June 02, 2010
Brief thoughts (and a question) on tablets & styluses
When did my finger start resembling a giant breadstick? More on that in a moment.
Of tablet computers Steve Jobs recently said, “If you see a stylus, they blew it.”
I think he’s right, insofar as he’s talking about requiring the use of a stylus. There’s a big difference, however, between requiring something and enabling it as an option.
Regarding the former, ten years ago I bought and almost immediately returned a big Kyocera-Palm frankenphone. I loved the promise of a phone/pocket computer, but having to pop out a stylus to perform even the simplest tasks was a deal breaker. In contrast, my simple Nokia offered just two soft keys and a rocker switch, but that simplicity led to an efficient UI. Forcing me to use a stylus forced me to ditch the phone.
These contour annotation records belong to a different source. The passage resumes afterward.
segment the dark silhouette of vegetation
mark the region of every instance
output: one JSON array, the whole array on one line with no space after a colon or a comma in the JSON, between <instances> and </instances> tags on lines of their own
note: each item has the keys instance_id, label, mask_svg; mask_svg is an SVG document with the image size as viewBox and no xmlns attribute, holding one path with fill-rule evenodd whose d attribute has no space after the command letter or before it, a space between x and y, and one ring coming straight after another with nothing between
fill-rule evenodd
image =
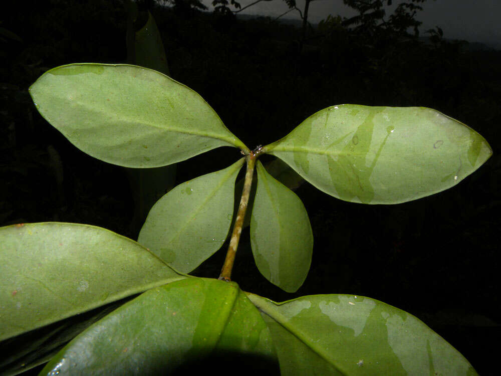
<instances>
[{"instance_id":1,"label":"dark silhouette of vegetation","mask_svg":"<svg viewBox=\"0 0 501 376\"><path fill-rule=\"evenodd\" d=\"M499 318L501 51L474 50L446 39L440 28L418 38L422 1L402 3L387 18L381 11L388 2L345 2L360 14L329 16L306 37L280 20L221 11L236 7L233 0L216 0L216 13L201 12L196 0L138 5L150 9L162 33L172 77L199 93L249 146L275 141L315 112L347 103L432 107L488 140L494 156L467 179L402 205L349 204L303 184L297 193L316 243L297 295L356 293L398 306L447 338L480 374L494 374L497 355L478 344L493 341L499 327L475 326L468 318L481 315L486 325ZM27 92L59 65L126 61L124 2L11 5L0 16L2 27L19 37L0 38L0 225L61 221L129 236L133 204L121 169L70 144ZM177 181L226 167L220 159L239 157L227 149L179 163ZM196 275L216 277L223 258L216 253ZM296 296L265 280L243 246L234 269L244 290L277 301ZM472 299L482 303L478 310Z\"/></svg>"}]
</instances>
When it comes to drawing and painting, however, using a finger really sucks for anything precise. Yes, a talented artist can do impressive work, but there’s a reason people don’t use their fingers to draw and write on paper. Have you tried drawing anything with any precision on an iPad? (Don’t just launch an app and screw around; try to draw something very specific.) Maybe it’s just me, but suddenly my fingertip looks enormous, blotting out the area I’m trying to mark. I find myself tipping my whole hand up and down, trying to see what’s underneath my finger.
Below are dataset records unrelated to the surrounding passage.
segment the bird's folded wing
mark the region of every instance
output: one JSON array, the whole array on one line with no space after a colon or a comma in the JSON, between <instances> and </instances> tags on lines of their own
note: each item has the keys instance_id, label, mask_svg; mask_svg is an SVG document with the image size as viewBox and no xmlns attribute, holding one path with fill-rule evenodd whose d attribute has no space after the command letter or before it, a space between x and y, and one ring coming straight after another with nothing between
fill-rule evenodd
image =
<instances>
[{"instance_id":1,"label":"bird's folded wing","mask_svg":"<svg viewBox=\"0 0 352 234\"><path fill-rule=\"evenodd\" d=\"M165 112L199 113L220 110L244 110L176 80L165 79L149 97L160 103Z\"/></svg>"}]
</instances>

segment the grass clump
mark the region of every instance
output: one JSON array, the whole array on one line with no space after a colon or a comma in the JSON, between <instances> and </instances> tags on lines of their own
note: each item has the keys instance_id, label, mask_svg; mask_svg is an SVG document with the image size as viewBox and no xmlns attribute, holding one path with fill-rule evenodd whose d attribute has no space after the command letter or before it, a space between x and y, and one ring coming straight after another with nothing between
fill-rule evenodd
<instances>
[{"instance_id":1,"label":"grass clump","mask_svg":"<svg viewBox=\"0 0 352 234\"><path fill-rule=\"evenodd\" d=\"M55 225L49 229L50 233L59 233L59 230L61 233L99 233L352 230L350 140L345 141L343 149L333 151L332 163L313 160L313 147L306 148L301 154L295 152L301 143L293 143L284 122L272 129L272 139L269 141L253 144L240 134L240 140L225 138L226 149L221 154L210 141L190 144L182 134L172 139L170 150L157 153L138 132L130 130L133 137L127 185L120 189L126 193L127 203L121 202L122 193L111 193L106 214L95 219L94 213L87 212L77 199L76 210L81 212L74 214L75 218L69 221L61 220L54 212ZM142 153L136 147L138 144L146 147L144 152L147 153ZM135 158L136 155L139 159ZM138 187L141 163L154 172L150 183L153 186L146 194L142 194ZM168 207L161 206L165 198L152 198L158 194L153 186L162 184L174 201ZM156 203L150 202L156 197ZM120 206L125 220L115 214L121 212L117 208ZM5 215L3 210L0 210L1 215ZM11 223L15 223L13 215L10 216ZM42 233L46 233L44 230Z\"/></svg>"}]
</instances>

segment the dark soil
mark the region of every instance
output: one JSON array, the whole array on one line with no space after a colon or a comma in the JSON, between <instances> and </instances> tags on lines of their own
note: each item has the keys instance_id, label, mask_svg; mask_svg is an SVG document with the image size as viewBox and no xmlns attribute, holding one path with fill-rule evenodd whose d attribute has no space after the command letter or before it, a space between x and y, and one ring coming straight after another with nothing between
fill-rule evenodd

I don’t know what can be done with the I/O on iPads and future tablets, but I really hope that a vendor can deliver a pressure-sensitive stylus. I think it would be a watershed moment for sketching on the go.
Question: Would you be willing to pay for such a thing? And if so, how much?
PS–Yesterday Steve acknowledged the imprecision of a finger: “The minute you throw a stylus out, you have the [reduced] precision of a finger, you can’t use a PC OS.”
PPS–Somehow I neglected to mention an insight gained talking with artists at Pixar and elsewhere: they find drawing and painting on an iPad interesting, but in a sort of abstract, intellectual way–until you show them the ability to smudge pixels with a finger. That’s when they start lighting up. Pretending that one’s finger is a pencil isn’t that interesting, but using one’s finger as a finger *feels* deeply correct. There’s some kind of lower-brain connection that brings out a lot of smiles.